Question

The mean deviation about median of variates 13, 14, 15 …99, 100 is
A.1936
B.21.5
C.23.5
D.22

Answer 1

Hint: As we know, to find the mean deviation about median, we need to first calculate median. It is known that the median of ungrouped data is the middle term of the sorted data given in the question. Also, the median of the ungrouped data is different for even and odd numbers of terms. Firstly, we need to observe the data whether it has an even or odd number of terms then we will find the middle term of the sorted data. For an odd number of terms, the middle term can simply be calculated by $\dfrac{{n + 1}}{2}$ and this term will be the median. For even number of terms, there will be two middle terms which is calculated by $\dfrac{n}{2},\dfrac{n}{2} + 1$ and then these two terms can be added and divided by 2 to get the median of data. Then, we can calculate the mean deviation about the median by $\dfrac{{\sum {\left| {{x_i} - M} \right|} }}{n}$ . Now, put the value of median in the formula and mean deviation about median is obtained.

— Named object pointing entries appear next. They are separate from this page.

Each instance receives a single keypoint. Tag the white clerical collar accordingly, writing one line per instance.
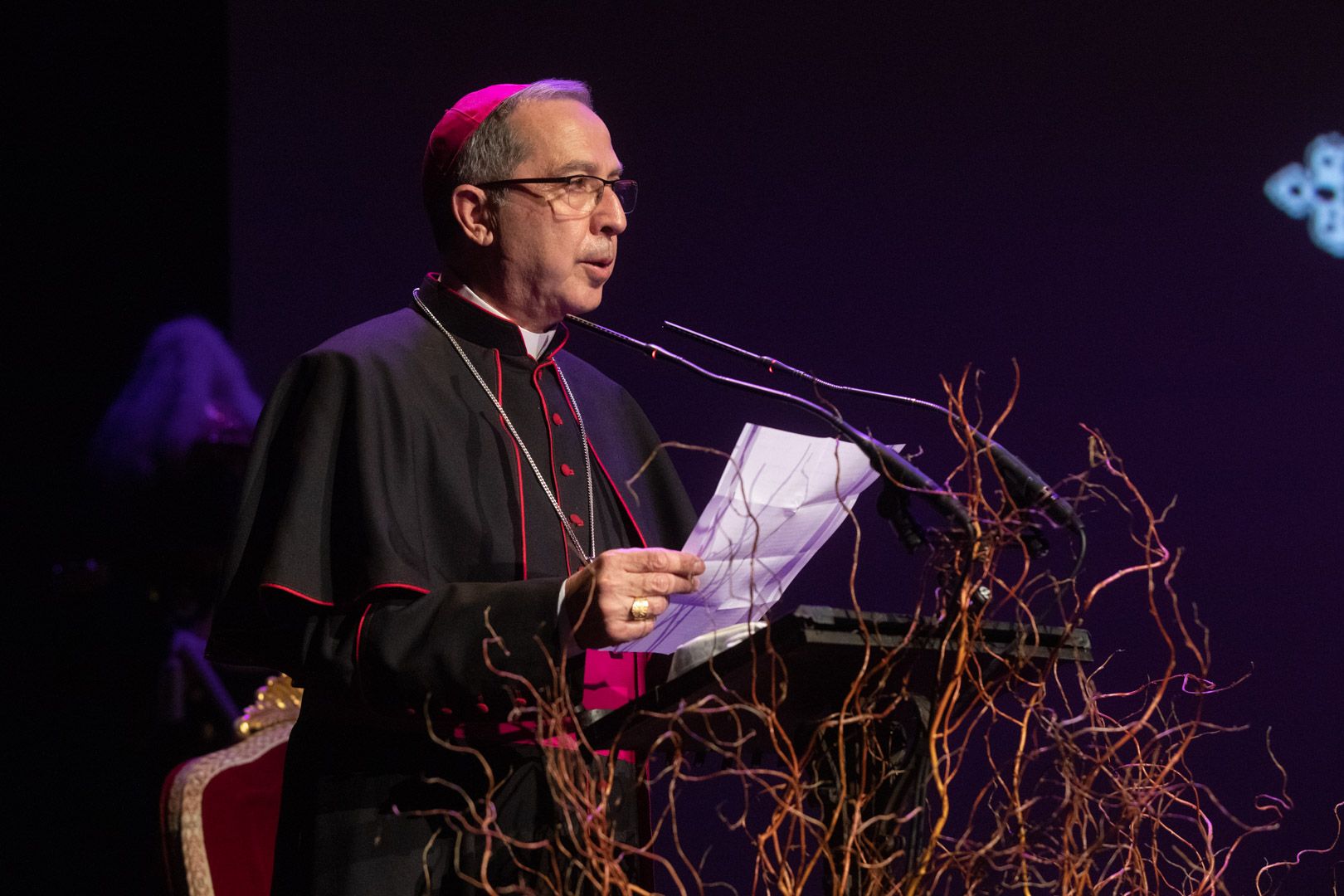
(535, 343)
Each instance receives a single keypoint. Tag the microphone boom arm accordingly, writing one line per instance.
(888, 462)
(1025, 486)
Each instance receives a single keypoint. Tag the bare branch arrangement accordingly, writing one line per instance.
(956, 759)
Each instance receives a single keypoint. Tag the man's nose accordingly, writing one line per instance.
(608, 218)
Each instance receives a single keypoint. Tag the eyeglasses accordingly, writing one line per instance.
(582, 192)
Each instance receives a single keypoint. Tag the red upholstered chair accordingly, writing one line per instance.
(219, 811)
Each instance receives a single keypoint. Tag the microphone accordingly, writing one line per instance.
(1025, 488)
(893, 468)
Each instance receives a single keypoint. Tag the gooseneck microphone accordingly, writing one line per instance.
(1025, 488)
(888, 462)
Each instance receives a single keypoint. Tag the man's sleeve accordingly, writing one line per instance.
(327, 577)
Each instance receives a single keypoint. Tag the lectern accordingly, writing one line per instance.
(804, 665)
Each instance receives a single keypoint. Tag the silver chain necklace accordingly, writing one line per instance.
(518, 440)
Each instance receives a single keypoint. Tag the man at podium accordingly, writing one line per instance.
(442, 490)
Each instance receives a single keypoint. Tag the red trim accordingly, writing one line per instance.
(399, 585)
(518, 457)
(363, 617)
(297, 594)
(644, 542)
(359, 631)
(550, 445)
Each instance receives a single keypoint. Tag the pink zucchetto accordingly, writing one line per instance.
(453, 129)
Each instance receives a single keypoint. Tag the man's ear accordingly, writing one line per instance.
(474, 214)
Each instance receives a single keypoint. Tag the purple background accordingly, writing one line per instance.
(882, 195)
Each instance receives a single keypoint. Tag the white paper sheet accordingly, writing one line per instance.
(780, 497)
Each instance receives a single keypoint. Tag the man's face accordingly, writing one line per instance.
(553, 260)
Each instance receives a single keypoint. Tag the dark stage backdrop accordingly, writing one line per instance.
(890, 195)
(884, 193)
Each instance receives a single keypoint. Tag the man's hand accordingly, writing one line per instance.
(598, 598)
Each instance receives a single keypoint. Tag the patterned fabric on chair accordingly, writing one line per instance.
(219, 811)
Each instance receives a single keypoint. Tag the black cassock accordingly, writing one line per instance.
(390, 523)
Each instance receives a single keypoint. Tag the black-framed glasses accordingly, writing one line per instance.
(582, 192)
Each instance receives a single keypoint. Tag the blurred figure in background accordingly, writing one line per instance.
(128, 688)
(168, 458)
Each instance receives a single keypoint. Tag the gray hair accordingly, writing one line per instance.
(494, 151)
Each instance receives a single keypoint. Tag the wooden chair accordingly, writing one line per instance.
(219, 811)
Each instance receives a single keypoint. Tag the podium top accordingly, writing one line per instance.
(806, 663)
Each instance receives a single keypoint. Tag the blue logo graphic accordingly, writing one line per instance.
(1315, 191)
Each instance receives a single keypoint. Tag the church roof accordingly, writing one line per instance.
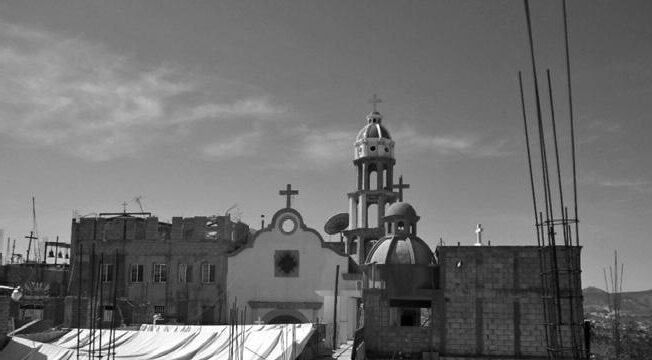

Complete step-by-step answer:
The ungrouped data is given in the question.
The given data is 13, 14, 15 …99, 100.
It is sorted. So, we can directly calculate the median.
To calculate the median of the ungrouped data, we have to observe the number of terms given.
There are (100-12) = 88 terms which is even.
So, median can be calculated by finding middle terms.
The middle terms of the given data are:
$\dfrac{n}{2},\dfrac{n}{2} + 1$
Here, we have 88 numbers of terms which means $n = 88$.
So, middle terms will be $\left( {\dfrac{{88}}{2},\dfrac{{88}}{2} + 1} \right)$ which are $44,45$ .
44th and 45th terms are 56 and 57.
Therefore, median of the given data is:
$
  M = \dfrac{{56 + 57}}{2} \\
\Rightarrow M = 56.5 \\
 $
Now, we have to calculate mean deviation about the median.
Mean deviation about median is given by $\dfrac{{\sum {\left| {{x_i} - M} \right|} }}{n}$
On putting values we get,
Mean deviation = \[\dfrac{{\sum\nolimits_{i = 1}^{88} {\left| {{x_i} - M} \right|} }}{n} = \dfrac{{\sum\nolimits_{i = 1}^{88} {\left| {{x_i} - M} \right|} }}{{88}}\]
Here, first and last terms of AP are given.
Therefore, using sum formula of AP, we get:
Mean deviation $ = \dfrac{{22\left( {43.5 + 0.5} \right) + 22\left( {0.5 + 43.5} \right)}}{{88}} = 22$
Therefore, the mean deviation about median is 22.
Hence, median is 56.5 and mean deviation about median is 22.
Hence, option D is correct.

Note: As we know, high attention is needed to do these types of questions because we have to take a lot of terms in calculation and we cannot make mistakes in the number of terms. The calculation of median and mean deviation about median is simple but it should also be rechecked twice to avoid any mistakes in these types of questions.